The volunteer fire department celebrates Betty Zane Frontier Days annually, in honor of American Revolutionary War participant Betty Zane.

In early spring, the city holds a Soap Box Derby.

==Education==
The children of Martins Ferry are educated by the Martins Ferry City School District. Martins Ferry High School is located in and serves the city. In addition to the public school system, Martins Ferry is also served by two religious schools: St Mary's Catholic School and the Martins Ferry Christian School.

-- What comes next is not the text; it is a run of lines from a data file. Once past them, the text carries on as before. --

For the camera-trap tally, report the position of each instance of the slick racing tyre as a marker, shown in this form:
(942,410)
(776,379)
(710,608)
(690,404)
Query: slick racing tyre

Martins Ferry has a public library, a branch of the Belmont County District Library.

==Notable people==
- Joe DeNardo, Pittsburgh meteorologist
- Alex Groza, 1948 Summer Olympics gold medalist and star basketball player
- Lou Groza, Pro Football Hall of Fame kicker and offensive lineman with Cleveland Browns and Ohio State Buckeyes
- John Havlicek, Hall of Fame basketball player for Ohio State and Boston Celtics
- Cecil Hobbs, scholar of Southeast Asian history
- William Dean Howells, realist author
- Johnny Lipon, Major League Baseball infielder and Cleveland Indians manager
- Dan McGrew, professional football player (center) for Buffalo Bills
- Robert E. Murray, mining engineer and businessman
- Joe Niekro, Major League Baseball pitcher
- Phil Niekro, Major League Baseball pitcher inducted into Baseball Hall of Fame in 1997
- Tim Spencer, NFL and USFL football player, Tampa Bay Buccaneers running backs coach
- Charlie Wilson, politician who served as member of the U.S. House and Ohio General Assembly
- Jason Wilson, politician and former member of the Ohio Senate
- James Wright, Pulitzer Prize-winning poet and author

==In popular culture==
James Wright wrote Autumn Begins in Martins Ferry, Ohio. The James Wright Poetry Festival was held in Martins Ferry from 1981 to 2007.